Zum Inhalt springen
Wissenschaft

NASA schlägt Alarm: Diese Städte könnten in 30 Jahren unbewohnbar sein

Die NASA warnt eindringlich: Der Klimawandel schreitet so schnell voran, dass ganze Regionen der Erde noch innerhalb dieses Jahrhunderts unbewohnbar werden könnten. Was lange wie eine ferne Zukunft wirkte, nimmt nun erschreckend konkrete Formen an – mit dramatischen Folgen für Millionen von Menschen weltweit.
Von

Lesezeit 2 Minuten

Der Planet heizt sich schneller auf als gedacht

In einem aktuellen Bericht mit dem Titel Too Hot to Handle: How Climate Change May Make Some Places Too Hot to Live zeigt die NASA auf, dass zahlreiche Regionen bereits vor 2050 Temperaturen erreichen könnten, bei denen das menschliche Leben kaum noch möglich ist. Es geht nicht nur um Hitzerekorde – sondern um Werte, die die natürlichen Kühlmechanismen unseres Körpers schlicht überfordern.

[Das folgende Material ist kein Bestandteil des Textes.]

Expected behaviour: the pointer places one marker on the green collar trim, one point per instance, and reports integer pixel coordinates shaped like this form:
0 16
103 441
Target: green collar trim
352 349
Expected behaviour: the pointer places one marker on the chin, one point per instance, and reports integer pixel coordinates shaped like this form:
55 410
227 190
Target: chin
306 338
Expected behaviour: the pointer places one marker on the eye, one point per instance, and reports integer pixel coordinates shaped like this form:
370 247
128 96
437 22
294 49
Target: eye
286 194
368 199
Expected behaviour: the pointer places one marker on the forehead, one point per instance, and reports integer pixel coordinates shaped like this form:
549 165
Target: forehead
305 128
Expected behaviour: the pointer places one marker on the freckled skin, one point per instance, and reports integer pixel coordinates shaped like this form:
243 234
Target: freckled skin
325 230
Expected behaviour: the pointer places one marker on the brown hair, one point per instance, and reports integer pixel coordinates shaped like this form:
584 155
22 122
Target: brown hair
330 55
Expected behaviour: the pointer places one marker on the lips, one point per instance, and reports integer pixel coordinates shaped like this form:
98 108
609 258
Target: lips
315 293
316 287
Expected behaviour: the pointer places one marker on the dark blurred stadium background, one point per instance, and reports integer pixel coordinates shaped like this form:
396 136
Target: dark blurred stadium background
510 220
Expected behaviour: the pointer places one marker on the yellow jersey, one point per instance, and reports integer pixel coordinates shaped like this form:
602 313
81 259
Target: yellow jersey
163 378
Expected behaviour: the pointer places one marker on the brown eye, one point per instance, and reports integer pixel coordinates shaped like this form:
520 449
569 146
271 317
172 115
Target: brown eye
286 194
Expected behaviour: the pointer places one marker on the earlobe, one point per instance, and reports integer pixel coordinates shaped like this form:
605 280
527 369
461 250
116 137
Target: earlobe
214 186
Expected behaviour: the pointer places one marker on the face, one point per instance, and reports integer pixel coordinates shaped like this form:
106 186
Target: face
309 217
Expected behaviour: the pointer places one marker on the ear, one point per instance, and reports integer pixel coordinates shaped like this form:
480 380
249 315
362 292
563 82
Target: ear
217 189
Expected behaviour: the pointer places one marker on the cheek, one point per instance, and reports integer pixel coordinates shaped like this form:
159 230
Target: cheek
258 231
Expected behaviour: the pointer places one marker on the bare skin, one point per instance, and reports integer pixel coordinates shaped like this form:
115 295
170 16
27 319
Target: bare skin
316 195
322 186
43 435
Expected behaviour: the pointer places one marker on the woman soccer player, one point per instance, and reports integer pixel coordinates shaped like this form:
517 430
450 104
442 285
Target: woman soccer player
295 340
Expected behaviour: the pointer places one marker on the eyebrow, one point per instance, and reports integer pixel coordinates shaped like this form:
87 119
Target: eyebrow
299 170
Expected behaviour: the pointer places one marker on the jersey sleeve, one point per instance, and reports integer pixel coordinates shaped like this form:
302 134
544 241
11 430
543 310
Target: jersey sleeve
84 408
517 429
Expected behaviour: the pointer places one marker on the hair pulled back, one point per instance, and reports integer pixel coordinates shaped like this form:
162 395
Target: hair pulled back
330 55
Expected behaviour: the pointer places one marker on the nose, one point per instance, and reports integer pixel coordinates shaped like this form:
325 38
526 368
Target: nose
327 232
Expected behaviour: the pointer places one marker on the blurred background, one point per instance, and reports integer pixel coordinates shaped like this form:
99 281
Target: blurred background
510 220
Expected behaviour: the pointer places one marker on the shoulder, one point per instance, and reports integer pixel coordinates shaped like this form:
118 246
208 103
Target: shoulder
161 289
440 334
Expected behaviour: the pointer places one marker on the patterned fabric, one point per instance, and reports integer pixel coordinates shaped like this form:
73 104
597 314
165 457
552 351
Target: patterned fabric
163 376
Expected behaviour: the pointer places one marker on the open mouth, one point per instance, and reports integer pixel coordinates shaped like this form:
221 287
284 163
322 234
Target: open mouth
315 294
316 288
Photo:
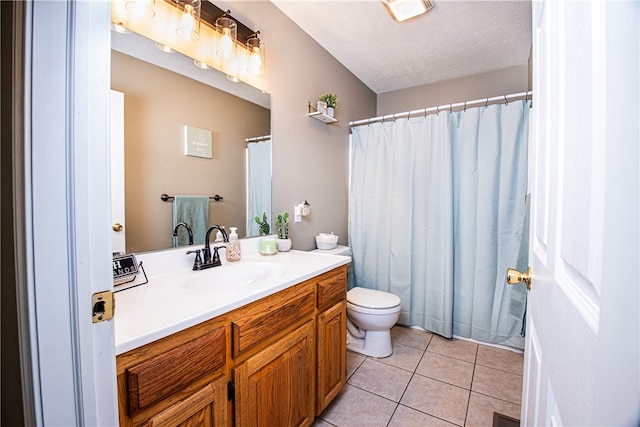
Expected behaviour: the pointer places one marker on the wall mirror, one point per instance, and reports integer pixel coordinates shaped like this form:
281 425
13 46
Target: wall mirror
163 93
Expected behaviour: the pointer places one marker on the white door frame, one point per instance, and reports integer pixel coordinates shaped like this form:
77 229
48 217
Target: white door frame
583 325
67 210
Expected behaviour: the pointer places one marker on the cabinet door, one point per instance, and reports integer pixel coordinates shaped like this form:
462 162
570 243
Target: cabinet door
207 408
332 354
275 386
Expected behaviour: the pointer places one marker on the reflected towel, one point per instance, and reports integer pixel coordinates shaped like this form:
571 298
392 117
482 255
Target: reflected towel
194 210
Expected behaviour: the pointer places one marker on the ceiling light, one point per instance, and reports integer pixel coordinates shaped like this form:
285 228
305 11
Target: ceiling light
401 10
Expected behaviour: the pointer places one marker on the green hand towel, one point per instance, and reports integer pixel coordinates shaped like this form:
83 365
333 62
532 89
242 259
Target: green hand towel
194 210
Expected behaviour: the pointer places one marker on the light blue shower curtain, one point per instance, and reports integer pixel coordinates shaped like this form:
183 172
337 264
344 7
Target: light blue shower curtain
436 213
258 183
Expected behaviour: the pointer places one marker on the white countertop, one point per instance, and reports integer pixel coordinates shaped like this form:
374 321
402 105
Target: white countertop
175 300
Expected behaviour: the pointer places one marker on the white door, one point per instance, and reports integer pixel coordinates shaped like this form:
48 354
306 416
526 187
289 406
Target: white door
71 371
118 229
581 354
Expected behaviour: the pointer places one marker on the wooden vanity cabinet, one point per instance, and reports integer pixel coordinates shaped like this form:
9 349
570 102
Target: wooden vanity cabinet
281 360
331 337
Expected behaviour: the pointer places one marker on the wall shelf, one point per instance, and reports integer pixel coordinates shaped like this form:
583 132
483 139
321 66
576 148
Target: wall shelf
319 115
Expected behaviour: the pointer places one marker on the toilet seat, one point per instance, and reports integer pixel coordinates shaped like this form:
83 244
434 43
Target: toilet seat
372 300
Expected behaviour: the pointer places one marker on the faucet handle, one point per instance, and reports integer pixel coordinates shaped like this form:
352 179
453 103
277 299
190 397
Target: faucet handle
197 263
216 256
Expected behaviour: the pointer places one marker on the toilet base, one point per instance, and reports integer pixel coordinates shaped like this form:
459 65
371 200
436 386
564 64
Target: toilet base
375 344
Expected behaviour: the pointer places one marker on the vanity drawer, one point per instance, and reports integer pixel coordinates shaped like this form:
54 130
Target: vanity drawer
332 289
167 373
250 330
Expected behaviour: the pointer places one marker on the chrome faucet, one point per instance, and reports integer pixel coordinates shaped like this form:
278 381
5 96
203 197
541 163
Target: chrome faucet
208 260
186 226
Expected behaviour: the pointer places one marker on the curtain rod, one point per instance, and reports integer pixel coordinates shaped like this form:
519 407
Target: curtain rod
464 105
258 138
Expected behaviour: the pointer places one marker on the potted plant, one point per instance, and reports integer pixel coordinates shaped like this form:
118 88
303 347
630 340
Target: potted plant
267 245
282 227
331 100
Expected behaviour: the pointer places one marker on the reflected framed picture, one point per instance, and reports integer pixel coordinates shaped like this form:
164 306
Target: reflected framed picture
197 142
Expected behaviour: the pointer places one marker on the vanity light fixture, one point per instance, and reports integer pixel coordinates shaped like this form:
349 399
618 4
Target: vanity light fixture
256 54
228 37
189 28
220 42
401 10
163 47
200 64
141 8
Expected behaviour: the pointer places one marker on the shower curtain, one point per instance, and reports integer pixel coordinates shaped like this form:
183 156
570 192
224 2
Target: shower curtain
437 211
258 183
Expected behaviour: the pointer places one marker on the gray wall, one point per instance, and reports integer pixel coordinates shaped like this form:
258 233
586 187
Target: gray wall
486 85
310 158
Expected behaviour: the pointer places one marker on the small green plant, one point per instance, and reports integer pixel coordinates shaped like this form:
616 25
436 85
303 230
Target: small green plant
282 225
330 98
264 227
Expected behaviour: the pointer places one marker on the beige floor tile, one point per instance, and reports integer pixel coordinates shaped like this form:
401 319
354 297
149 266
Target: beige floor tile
447 369
358 408
498 384
481 409
436 398
497 358
411 337
353 361
404 357
408 417
381 379
459 349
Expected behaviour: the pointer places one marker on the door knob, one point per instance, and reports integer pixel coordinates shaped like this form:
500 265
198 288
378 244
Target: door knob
514 276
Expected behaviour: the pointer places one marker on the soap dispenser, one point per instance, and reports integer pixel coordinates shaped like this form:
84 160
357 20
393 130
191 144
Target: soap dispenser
233 247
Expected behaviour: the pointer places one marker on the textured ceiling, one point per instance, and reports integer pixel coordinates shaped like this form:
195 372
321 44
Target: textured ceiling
455 39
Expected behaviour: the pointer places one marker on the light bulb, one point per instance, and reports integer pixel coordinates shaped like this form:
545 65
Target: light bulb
255 61
226 44
187 23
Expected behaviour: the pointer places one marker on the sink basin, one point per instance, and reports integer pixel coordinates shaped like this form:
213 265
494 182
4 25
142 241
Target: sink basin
232 275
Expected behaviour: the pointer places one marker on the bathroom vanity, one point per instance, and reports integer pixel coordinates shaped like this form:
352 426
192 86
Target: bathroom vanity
267 348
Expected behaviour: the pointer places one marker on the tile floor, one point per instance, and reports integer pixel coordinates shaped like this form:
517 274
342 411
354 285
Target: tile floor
427 381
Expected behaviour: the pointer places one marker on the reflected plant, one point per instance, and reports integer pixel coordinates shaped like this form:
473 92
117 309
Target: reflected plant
282 225
263 224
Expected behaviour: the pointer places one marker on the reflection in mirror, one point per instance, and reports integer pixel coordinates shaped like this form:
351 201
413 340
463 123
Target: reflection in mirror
158 104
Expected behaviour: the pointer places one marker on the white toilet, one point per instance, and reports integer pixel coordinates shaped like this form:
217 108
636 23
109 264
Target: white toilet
370 316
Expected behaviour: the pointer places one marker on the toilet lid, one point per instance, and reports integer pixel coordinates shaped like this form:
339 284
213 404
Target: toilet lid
371 298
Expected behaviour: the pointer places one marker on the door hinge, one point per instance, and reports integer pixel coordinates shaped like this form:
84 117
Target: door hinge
231 391
103 306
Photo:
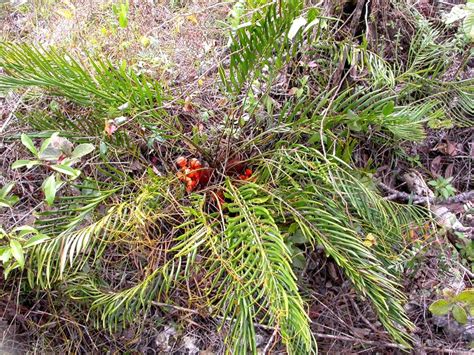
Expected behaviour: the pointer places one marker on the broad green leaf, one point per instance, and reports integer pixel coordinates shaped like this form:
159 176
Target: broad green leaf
388 108
459 314
28 143
440 307
25 230
82 150
28 163
17 252
37 239
466 296
6 189
44 145
66 170
49 189
297 24
5 254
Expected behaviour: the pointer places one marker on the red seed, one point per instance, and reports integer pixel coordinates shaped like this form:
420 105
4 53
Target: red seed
182 162
195 164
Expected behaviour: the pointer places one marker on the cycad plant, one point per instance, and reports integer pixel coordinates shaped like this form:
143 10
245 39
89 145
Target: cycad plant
283 171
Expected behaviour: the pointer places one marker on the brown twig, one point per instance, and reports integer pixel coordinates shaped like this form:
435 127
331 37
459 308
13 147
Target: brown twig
417 199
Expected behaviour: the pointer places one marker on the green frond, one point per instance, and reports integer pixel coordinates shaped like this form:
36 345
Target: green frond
72 244
332 208
96 83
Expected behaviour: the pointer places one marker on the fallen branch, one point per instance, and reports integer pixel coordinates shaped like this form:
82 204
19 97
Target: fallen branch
325 336
418 199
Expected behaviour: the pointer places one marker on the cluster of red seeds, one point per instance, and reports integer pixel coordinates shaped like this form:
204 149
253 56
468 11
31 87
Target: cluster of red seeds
191 172
246 175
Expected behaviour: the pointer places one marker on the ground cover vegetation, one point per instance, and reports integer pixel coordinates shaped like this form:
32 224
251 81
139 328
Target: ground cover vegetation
150 198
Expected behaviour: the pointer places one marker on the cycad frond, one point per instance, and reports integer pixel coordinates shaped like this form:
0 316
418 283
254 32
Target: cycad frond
335 210
74 245
97 83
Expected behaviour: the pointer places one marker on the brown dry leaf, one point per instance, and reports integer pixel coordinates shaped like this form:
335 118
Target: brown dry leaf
188 106
451 148
436 165
192 18
110 128
448 148
292 91
449 171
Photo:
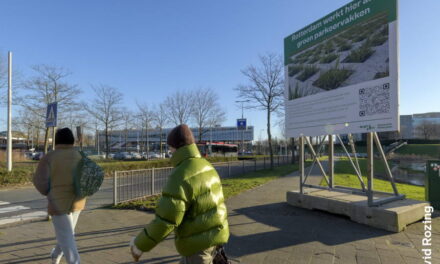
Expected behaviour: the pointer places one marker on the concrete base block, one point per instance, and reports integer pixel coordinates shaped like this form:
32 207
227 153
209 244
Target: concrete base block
393 216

Konkret spricht die NASA vom sogenannten „feuchten Hitzestress“: Eine Temperatur von über 35 °C bei hoher Luftfeuchtigkeit bedeutet, dass der menschliche Körper seine Wärme nicht mehr durch Schwitzen abgeben kann. Ein Zustand, der lebensgefährlich ist. Besonders betroffen sein könnten demnach Regionen wie Südasien, der Persische Golf, das Rote Meer – und später auch Teile von China, Südostasien und Brasilien.

Schon heute sind rund ein Drittel aller Menschen jährlich mindestens 20 Tage lang lebensbedrohlicher Hitze ausgesetzt. Und es wird schlimmer: Extreme Wetterereignisse wie die europäische Hitzewelle 2003 mit über 70.000 Todesopfern könnten bald zur neuen Normalität werden.

© Unsplash – Dmitry Limonov.

Wenn Städte zur Todesfalle werden

Besonders gefährdet: unsere Städte. Aufgrund von Beton, Asphalt und fehlendem Grün entsteht der sogenannte „städtische Wärmeinseleffekt“ – urbane Zonen heizen sich deutlich stärker auf als ihr ländliches Umland. In solchen Umgebungen kann ein einfacher Spaziergang zur gesundheitlichen Gefahr werden. Arbeiten im Freien? Lebensgefährlich.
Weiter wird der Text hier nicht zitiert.